Eine gute Entscheidung war es derweil, die Zone vor dem ersten Wellenbrecher vor KILLSWITCH ENGAGE nicht mehr zu verlassen, da die Security keinen mehr hereinließen. Das führte zum einen dazu, dass meine Gruppe den Auftritt hinter der Absperrung sehen mussten und ich allein war, als auch zu mächtig Unmut bei den Besuchern, den die Security extrem zu spüren bekam. Absperrbänder und Diskussionen reichten am Ende nicht mehr, so dass die armen Jungs nur mit körperlichen Einsatz die Fans am Hereinströmen hindern konnten. Das Ärgernis ist auf jeden Fall nachvollziehbar, da in den vorderen Abschnitten definitiv noch genügend Platz für viele weitere Menschen gewesen wäre. Die Bändchenpolitik war mir allerdings sowieso ein Rätsel, denn mit meinem Gästebändchen durfte ich nicht bis vor die Bühne, Leute ohne Bändchen dagegen schon. Verwirrend. Die Amerikaner von KILLSWITCH ENGAGE rissen danach trotz einsetzenden Regens und Ausfällen der Leinwand ganz gut die Bühne ab und überraschten vor allem mit älterem Material wie „The End of Heartache“ oder „A Bid Farewell“. Tribut zollten die Metalcoreler Dio mit ihrem Cover zu „Holy Diver“, das natürlich sehr gut bei den Anwesenden ankam. Die Ansagen von Gitarrist Adam Dutkiewicz, der sich sein Instrument bis fast unters Kinn geschnallt hatte und über die Bühne kreiselte, waren auch für Sänger Jesse wohl etwas verstörend – oder seid ihr tatsächlich voller Bier und vollgepisst aufgewacht wie er angeblich jeden Tag? Ja, okay, ich musste wohl auch drüber lachen.
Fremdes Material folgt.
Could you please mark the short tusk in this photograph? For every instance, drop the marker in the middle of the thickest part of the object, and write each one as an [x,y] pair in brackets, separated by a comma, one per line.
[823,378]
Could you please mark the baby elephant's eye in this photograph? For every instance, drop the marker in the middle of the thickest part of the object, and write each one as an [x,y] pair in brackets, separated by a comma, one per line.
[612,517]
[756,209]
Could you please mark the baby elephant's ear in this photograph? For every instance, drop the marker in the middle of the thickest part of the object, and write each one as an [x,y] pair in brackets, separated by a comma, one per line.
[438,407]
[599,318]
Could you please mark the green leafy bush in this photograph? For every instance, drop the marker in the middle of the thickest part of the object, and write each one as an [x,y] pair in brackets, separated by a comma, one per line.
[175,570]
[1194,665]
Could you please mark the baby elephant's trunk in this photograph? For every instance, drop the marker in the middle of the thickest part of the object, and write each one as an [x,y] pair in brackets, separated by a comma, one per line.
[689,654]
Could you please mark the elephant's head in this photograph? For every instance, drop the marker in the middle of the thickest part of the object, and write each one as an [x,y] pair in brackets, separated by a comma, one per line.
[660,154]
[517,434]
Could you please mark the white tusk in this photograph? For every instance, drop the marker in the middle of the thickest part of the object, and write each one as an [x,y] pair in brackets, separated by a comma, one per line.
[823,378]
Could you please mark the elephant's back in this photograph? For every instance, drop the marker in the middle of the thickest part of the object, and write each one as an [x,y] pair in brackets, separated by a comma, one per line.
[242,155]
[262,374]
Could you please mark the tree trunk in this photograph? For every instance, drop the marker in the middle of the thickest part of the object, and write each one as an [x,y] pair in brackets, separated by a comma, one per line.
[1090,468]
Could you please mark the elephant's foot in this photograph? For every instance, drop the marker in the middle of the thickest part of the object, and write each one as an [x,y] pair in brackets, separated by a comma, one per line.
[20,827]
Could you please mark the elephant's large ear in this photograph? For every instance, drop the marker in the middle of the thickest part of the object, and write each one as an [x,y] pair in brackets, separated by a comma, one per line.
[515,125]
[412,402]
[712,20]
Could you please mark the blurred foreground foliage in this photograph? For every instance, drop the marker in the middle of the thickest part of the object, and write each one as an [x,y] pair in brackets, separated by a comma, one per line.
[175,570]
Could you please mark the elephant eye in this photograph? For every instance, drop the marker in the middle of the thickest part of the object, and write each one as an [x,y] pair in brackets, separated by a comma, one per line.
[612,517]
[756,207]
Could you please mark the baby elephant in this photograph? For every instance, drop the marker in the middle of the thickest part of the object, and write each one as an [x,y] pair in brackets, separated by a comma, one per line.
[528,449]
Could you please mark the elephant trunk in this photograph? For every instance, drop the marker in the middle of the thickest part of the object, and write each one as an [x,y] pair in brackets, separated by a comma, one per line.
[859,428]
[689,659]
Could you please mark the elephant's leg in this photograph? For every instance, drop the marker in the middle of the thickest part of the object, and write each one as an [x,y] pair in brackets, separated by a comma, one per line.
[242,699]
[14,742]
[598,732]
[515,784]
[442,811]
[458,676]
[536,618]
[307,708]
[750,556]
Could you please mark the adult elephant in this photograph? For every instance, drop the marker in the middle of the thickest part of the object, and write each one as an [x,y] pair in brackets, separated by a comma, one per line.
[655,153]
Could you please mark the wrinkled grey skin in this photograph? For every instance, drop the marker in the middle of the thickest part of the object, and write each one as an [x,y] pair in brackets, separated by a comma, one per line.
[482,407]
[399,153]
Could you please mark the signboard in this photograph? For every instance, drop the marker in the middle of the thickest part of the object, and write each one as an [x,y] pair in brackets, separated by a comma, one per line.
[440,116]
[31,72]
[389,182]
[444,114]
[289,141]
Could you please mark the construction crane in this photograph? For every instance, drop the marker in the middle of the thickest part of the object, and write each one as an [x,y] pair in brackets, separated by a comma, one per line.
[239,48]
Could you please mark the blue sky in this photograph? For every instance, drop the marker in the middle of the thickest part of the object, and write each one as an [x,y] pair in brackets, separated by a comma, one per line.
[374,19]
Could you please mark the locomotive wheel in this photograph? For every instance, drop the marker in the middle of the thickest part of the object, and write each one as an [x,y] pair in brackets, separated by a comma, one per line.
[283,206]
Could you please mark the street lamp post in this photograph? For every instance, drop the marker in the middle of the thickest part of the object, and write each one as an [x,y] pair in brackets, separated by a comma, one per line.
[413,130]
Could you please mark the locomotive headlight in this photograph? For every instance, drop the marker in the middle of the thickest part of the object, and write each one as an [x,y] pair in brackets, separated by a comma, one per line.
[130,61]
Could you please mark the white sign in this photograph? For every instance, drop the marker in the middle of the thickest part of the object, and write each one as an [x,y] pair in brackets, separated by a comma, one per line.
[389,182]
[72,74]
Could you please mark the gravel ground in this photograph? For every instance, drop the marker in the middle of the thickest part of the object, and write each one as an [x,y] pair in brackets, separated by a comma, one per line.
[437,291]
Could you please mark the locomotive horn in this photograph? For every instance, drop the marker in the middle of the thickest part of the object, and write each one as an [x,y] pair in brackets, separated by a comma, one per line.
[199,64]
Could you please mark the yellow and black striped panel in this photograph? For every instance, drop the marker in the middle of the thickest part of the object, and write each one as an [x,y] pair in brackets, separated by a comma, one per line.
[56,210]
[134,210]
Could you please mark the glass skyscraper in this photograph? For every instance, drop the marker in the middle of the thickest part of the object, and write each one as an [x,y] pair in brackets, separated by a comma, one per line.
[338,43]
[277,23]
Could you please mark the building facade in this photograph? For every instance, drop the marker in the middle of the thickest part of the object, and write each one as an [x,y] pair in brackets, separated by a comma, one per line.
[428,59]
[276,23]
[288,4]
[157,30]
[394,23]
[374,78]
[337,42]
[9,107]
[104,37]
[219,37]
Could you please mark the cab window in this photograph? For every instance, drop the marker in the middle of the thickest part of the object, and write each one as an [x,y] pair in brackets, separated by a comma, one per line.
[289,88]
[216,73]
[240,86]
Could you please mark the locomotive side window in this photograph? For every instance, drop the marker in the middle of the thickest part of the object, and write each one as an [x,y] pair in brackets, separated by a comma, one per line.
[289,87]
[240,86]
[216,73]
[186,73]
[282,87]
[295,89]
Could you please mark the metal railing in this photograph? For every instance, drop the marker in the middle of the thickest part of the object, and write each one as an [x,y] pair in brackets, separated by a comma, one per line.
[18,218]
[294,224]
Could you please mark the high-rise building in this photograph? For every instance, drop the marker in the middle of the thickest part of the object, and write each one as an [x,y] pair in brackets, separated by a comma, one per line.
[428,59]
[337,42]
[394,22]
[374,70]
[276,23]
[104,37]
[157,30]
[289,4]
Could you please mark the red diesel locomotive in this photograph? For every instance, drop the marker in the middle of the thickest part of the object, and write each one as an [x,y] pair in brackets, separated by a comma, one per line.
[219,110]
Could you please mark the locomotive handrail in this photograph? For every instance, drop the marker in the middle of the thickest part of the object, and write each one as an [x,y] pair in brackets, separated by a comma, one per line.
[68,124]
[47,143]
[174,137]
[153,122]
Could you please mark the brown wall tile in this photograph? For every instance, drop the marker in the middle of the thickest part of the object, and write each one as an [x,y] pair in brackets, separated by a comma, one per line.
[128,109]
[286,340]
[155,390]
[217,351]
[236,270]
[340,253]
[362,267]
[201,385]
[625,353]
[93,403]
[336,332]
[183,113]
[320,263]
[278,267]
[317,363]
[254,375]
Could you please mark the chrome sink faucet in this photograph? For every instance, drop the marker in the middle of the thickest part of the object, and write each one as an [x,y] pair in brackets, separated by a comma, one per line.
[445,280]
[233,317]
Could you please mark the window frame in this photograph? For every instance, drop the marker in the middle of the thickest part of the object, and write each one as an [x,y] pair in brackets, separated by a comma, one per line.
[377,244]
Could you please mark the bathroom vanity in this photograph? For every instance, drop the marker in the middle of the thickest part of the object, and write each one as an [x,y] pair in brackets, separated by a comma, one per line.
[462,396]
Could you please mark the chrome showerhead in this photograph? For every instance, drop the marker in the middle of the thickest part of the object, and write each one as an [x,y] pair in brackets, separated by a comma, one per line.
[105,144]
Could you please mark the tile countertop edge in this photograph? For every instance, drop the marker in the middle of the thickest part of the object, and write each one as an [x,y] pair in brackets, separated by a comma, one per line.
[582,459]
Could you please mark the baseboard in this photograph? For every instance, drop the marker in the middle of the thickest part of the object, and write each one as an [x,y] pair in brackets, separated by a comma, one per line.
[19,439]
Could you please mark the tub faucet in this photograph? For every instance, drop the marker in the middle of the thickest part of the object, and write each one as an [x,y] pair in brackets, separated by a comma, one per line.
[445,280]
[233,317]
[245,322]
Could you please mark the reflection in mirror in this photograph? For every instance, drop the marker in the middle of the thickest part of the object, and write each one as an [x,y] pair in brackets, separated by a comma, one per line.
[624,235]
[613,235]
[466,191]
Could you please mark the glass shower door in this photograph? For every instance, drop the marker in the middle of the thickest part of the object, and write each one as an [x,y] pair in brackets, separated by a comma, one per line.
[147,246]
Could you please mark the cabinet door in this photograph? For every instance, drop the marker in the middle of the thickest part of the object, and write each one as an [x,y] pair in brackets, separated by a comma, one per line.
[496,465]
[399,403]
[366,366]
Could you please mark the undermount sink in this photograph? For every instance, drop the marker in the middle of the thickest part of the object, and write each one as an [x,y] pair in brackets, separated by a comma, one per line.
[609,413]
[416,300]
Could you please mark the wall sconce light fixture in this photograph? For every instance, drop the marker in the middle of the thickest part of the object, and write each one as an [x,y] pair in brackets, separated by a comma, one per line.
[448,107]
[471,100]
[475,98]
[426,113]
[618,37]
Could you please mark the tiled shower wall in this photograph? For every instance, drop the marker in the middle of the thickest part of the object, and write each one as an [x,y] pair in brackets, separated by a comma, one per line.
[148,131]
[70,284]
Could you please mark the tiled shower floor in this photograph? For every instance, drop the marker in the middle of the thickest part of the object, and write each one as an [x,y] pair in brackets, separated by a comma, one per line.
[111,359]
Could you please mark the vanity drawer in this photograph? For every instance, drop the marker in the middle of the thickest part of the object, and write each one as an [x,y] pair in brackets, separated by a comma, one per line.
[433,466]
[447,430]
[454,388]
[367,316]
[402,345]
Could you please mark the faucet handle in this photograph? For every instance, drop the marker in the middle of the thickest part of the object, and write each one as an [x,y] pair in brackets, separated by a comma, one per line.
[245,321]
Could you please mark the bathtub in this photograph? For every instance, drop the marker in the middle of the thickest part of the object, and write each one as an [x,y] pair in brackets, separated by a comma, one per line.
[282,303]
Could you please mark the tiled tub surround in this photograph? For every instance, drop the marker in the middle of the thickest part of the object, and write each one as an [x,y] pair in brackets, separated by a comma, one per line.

Aus Angst, nicht mehr vor die Bühne zu kommen, musste ich mir leider die Schweizer Folk Metaller ELUVEITIE sparen und wartete im Regen auf ARCH ENEMY um Frontfrau Alissa (sehnlichst von allen umstehenden Männern erwartet) und Neuzugang Jeff Loomis, den ich bis jetzt in dieser Konstellation noch nicht live sehen konnte. Auch die VIP Ränge auf den Stufen des Theaters auf der rechten Seite der Bühne, die man nur betreten konnte, wenn man sich ein Ticket für knapp 400 Euro geleistet hatte, füllten sich langsam. Nicht überraschend packten die Schweden dann auch alle üblichen Hits aus wie „War Eternal“, „You Will Know My Name“, „As The Pages Burn“, „We Will Rise“ und „Nemesis“. Wie üblich schwankte die Stimmgewalt der zarten Sängerin von brachial bis hin zu etwas dünn. Die Herren Amott /D’Angelo waren gut aufgelegt. Ihre Routine reicht stets völlig aus, da ist eine ausladende Bühnenshow gar nicht nötig. Auch wenn Jeff Loomis schon von jeher ein eher ruhigerer Charakter ist, übte der Neuling doch noch mehr Zurückhaltung auf der Bühne. Vielleicht ist doch auch der älteste Hase etwas aufgeregt. Nach einer kräftigen Dusche von oben verpassten wir dann auch SALTATIO MORTIS, die ich nur von der endlosen Schlange vor dem Klo aus hörte. Auch wenn die Spülklos für ein Festival recht angenehm sind, war doch die Anzahl im Großen und Ganzen eine Zumutung, so dass die Gebüsche nebenan stark von Männlein wie auch Weiblein frequentiert waren. In der halben Stunde Anstehen hätte ich mir leicht die Mittelaltercombo ansehen können. Aus diesem Grund verzichtete ich auch auf ein weiteres überteuertes Getränk.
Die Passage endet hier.